Mary Jo Ryan Duncan

Samhain 2015: Mulranny, Irish funerals....

Cooked potatoes
Photographer: Evelyn Simak
Terry McDonagh and Mary Jo Ryan.
Photographer: Henry Wills.

Samhain in Mulranny

At Samhain Great  Aunt Grainne boils potatoes

for departed souls.

Sets them out on best plates with butter,

salt and  pepper, then goes to bed.

Visiting niece and partner, back from the pub

polish off the spuds.

As ever, at first light,

Great Aunt Grainne greets the Samhain morning.
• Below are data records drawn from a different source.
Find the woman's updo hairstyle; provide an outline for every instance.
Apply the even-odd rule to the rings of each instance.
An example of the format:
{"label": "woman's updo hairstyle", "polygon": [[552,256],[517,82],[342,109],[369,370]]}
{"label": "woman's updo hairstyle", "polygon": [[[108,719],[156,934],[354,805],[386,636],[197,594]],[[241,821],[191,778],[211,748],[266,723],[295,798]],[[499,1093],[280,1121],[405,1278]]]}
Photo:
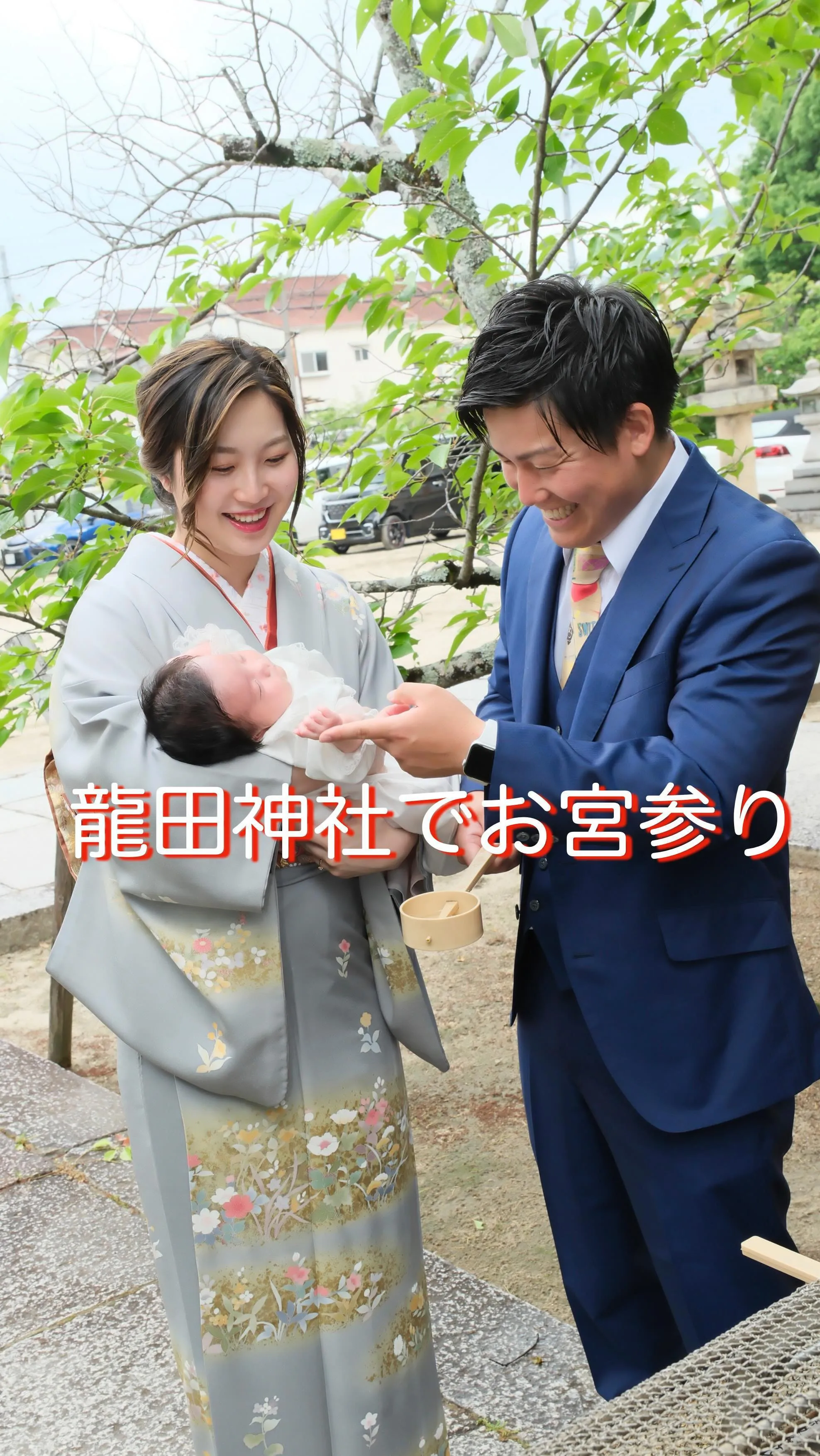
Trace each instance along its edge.
{"label": "woman's updo hairstyle", "polygon": [[231,405],[249,389],[262,389],[282,411],[300,467],[291,524],[302,498],[305,431],[294,403],[282,361],[244,339],[186,339],[163,354],[137,384],[137,414],[142,448],[140,460],[151,476],[154,495],[176,513],[173,495],[160,476],[173,480],[177,450],[182,454],[186,545],[195,537],[196,496],[211,467],[217,435]]}

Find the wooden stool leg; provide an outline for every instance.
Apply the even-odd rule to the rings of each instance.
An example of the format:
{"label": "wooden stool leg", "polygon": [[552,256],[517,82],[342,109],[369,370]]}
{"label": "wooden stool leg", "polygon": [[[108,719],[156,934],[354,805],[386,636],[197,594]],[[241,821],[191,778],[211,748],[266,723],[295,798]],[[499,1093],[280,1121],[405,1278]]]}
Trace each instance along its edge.
{"label": "wooden stool leg", "polygon": [[[54,865],[54,935],[63,925],[74,879],[65,863],[65,856],[57,846]],[[60,1067],[71,1066],[71,1021],[74,1016],[74,997],[58,981],[51,981],[51,999],[48,1006],[48,1060],[57,1061]]]}

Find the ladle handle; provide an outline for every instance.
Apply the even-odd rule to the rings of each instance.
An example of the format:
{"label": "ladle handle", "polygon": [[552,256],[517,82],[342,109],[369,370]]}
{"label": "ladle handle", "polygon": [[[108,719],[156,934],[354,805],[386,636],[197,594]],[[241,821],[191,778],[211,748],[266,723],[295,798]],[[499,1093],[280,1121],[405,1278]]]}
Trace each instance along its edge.
{"label": "ladle handle", "polygon": [[481,875],[484,874],[484,871],[489,868],[489,865],[491,863],[491,860],[494,858],[496,856],[494,856],[494,853],[493,853],[491,849],[480,849],[478,850],[478,853],[475,855],[475,859],[473,860],[473,863],[470,866],[470,879],[467,881],[467,884],[464,887],[467,890],[467,893],[470,893],[471,890],[475,890],[475,885],[481,879]]}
Shock! The spuds are gone.

Relief. Finally her reward.

Visiting niece and partner sleep on.

                                                                          

First and last Irish Funeral

Young and wild In the 1950s when Ireland was poor and sad I hitchhiked

the west of Ireland and knew I’d come back and I did, often. In the

1990’s when Ireland was on its way to the Celtic Tiger I retired in

Vancouver and returned to live in a Connemara village and my first Irish

funeral – not mine, but that of Kevin Cassidy.  From the Church the

congregation walked to the cemetery, the priest waiting by the open

grave. The grey and windy day suited the occasion. The priest intoned the

prayers as the coffin was lowered into the grave.  And the song began. A

clear, high, unaccompanied and special voice of a perfect sean-nós

singer, a young woman relative of Kevin’s, sang Amhran Mhaoinise. Her

strong, penetrating voice carried on the wind to all of us then back out to

sea. She sang and sang. No one spoke or moved, mesmerized at the

voice on the wind.

Now I live in west Mayo and have attended quite a few more Irish

funerals. And I have prepared for the last, my own – in Killeen cemetery,

a beautiful site on Clew Bay. Killeen is my mother’s maiden name.